When Craig Murray discovered a waterfall in a small sheltered bay in British Columbia’s Great Bear Rainforest almost 40 years ago, he knew immediately: This was where he and his family would create his vision of a family resort. He calls this waterfall the “lifeblood of Nimmo Bay.” It’s located in the heart of the Nimmo Bay Wilderness Resort — steps away from the guest cabins and main lodge — and provides fresh drinking water and nearly 100 percent of the electricity.

Photo: Scott Sporleder

When I visited the resort this past spring, the waterfall was raging, full of spring melt from the snow-capped mountains towering above. When it’s calmer, the bottom becomes a plunge pool, an invigorating contrast to the two cedar hot tubs situated nearby. Even if you don’t take the plunge, relaxing in these tubs amidst the trees and the waterfall is a special experience in itself.

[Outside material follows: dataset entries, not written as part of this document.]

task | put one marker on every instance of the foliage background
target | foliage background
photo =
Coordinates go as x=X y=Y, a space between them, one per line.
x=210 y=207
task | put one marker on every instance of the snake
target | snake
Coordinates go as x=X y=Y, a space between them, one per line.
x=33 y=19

To say Nimmo Bay Wilderness Resort is remote is an understatement. There are no roads in — it’s only accessible by sea or air. Unless you have your own boat, you’ll most likely arrive by air (float plane or helicopter). Bookings are all made through the website, and the lodge is only open from May 1 to October 31 each year.

Photo: Scott Sporleder

The original lodge was built on northern Vancouver Island and floated to Nimmo Bay in May 1981. Today, the resort has nine guest cabins, a floating spa, massage rooms, a rec room, three helicopter pads, and a beautiful common building. I was struck by the craftsmanship and level of detail of the buildings and furnishing, and how it all seamlessly blends into its forest surroundings. It’s no wonder why it’s one of National Geographic’s Unique Lodges of the World.

Photo: Scott Sporleder

Historically, Nimmo Bay Wilderness Resort has been a heli-fishing lodge; guests get transported up into the mountains to fish in pristine rivers and streams. Over the past several years, it’s evolved into an eco-tourism destination and now offers many experiences in addition to fishing, from whale- and bear-watching to heli-biking and old-growth forest hiking. You can even have a picnic lunch on a mountaintop glacier. (I did, and I highly recommend it.) However you want to spend your time there, the resort will do everything it can to make it happen.

Photo: Scott Sporleder

In speaking with husband-wife duo Craig and Deborah — and their three kids Fraser, Georgia, and Clifton — it was clear that this is not merely a business but a home. The family was pretty much raised in this isolated part of BC, and the experiences they’ve had growing up is what they passionately pass on to the guests. Fraser, the oldest child who now runs the operation, said that they’re “sharing our life out here… and we’re just making it available to other people to enjoy and share that experience.”

Photo: Scott Sporleder

This is what I felt as I chatted with staff and other guests around a bonfire on the floating deck, or seated around a beautiful massive oak table enjoying a meal together, or watching the family give an impromptu musical performance where we all clapped and sang along. The resort was built on family values, and it’s tangible: I felt like I was at home.